Nur neu aufgewärmt sind dagegen die Stasi-Kontakte von Star-Trompeter Ludwig Güttler und dem erst in dieser Woche wiedergewählten Präsidenten des Sächsischen Handwerkstages, Joachim Dirschka. Auch die Vorwürfe gegen Heinz Eggert, er habe in seiner Amtszeit als Innenminister hohe Stasi-Kader in die Polizei integriert, stellt Nolle dar –neu ist aber auch dies nicht. Auch dass der heutige Landespolizeipräsident Bernd Merbitz zu DDR-Zeiten wie alle Polizisten SED-Mitglied war, heute aber im CDU-Landesvorstand sitzt, ist seit Langem bekannt.

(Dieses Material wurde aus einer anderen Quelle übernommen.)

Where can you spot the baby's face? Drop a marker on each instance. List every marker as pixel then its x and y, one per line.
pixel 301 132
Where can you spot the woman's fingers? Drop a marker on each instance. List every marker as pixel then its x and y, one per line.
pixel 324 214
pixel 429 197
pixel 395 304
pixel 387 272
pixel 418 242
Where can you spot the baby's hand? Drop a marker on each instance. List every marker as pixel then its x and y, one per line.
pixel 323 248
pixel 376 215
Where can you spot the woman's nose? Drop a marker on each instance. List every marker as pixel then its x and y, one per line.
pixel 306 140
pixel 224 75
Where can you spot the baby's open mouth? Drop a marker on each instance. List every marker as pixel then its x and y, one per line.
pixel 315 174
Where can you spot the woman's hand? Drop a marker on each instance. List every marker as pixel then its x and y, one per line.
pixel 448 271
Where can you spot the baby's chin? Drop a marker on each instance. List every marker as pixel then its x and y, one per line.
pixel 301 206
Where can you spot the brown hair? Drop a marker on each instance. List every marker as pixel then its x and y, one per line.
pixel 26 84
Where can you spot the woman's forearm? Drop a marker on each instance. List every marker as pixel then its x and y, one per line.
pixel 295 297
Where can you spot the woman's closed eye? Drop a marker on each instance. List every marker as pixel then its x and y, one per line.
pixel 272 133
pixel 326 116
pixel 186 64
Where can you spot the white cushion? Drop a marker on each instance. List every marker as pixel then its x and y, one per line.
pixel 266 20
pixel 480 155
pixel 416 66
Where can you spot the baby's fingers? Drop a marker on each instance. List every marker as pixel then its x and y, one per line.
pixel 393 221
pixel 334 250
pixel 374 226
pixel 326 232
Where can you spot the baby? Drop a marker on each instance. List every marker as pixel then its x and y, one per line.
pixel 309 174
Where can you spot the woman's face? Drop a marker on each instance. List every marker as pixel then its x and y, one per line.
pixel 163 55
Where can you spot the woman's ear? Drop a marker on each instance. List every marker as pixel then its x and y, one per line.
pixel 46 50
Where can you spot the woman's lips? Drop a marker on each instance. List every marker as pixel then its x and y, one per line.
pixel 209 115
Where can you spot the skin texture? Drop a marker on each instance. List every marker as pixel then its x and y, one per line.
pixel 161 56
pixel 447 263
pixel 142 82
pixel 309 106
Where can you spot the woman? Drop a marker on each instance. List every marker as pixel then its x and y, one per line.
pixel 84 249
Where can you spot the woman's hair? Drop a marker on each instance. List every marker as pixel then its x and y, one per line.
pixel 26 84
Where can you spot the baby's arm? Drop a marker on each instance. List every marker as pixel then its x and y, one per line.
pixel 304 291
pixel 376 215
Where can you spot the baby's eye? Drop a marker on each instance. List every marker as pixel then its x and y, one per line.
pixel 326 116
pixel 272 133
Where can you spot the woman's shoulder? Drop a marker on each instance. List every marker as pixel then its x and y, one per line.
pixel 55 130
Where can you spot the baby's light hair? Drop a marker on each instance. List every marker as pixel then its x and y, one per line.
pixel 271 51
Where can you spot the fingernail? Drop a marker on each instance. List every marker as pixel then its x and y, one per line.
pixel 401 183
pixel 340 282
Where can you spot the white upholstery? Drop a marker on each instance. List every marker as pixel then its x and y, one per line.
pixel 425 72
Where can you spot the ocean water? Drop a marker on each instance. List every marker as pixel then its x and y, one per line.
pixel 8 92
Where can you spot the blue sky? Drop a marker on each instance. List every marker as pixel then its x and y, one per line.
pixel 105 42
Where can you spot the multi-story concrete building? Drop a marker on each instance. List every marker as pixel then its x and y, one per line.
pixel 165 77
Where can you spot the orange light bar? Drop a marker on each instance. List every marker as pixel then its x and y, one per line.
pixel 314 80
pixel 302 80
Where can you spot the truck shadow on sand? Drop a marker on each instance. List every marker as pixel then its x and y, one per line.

„Aktion geht nach hinten los“

Das ist auch die größte Schwäche von Nolles Buch: Die ehrgeizige, in Teilen durchaus verdienstvolle Materialsammlung kommt weithin über eine bloße Auflistung von Funktionen nicht hinaus. Es fehlt die Einordnung, eine Darstellung, wie denn die „Täter“, wie Nolle sie nennt, ihre Funktion damals ausgeübt haben – doch sie selbst kommen nicht zu Wort. Den weithin dokumentarischen Charakter des Buches entwertet zudem sein polemischer Stil. Dem Verkauf scheint das aber nicht zu schaden: 800 der insgesamt 2000 Exemplare umfassenden Erstauflage sind bereits vorbestellt. Er könne jederzeit nachdrucken, scherzte Nolle.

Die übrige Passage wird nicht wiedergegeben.